PFN1 Prevents Psoriasis Pathogenesis through IκBζ Regulation

Abstract

PFN1 is an actin-binding protein that regulates actin polymerization, cell proliferation, apoptosis, angiogenesis, and carcinogenesis. Its dysregulation has been reported in diverse pathologic diseases; however, the role of PFN1 in psoriasis has not yet been elucidated. In this study, we show that PFN1 expression is increased in both skin and serum of patients with psoriasis. PFN1 was markedly expressed in the epidermis of psoriatic lesions, and its expression positively correlated with psoriasis severity. IL-17A treatment of keratinocytes increased PFN1 expression, whereas TNF-α induced PFN1 expression and secretion. In addition, knockdown of PFN1 with short hairpin RNA resulted in an altered expression of psoriasis-associated inflammatory markers, HBD2, S100A7, S100A9, and Ki-67, and recombinant PFN1 suppressed the IL-17A‒induced inflammatory response in keratinocytes.

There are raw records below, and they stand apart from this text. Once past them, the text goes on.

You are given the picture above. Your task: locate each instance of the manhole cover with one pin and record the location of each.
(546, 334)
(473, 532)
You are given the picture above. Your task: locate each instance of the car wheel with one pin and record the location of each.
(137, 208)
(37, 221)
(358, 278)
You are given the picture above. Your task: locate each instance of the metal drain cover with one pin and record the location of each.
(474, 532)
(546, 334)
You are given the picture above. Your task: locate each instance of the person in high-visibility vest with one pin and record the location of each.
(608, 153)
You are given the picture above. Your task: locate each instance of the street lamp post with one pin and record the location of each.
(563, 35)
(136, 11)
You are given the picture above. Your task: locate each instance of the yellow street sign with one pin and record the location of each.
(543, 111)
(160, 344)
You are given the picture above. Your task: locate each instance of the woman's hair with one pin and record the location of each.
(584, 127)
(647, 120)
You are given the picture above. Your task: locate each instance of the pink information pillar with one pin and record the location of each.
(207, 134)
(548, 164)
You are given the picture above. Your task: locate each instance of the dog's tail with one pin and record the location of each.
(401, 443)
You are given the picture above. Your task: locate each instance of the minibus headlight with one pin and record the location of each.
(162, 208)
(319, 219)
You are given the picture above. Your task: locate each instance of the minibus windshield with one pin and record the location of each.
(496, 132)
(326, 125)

Interestingly, recombinant PFN1 also suppressed IL-17A‒induced IκBζ, an important player in immune response in psoriasis. Collectively, our results show that PFN1 acts as a negative regulator of psoriatic inflammation through the suppression of IκBζ and that the balanced level of PFN1 is important for IκBζ regulation. Thus, the expression of PFN1 can be used as a biomarker for psoriasis severity, and it can be considered as a possible target for the treatment of psoriasis.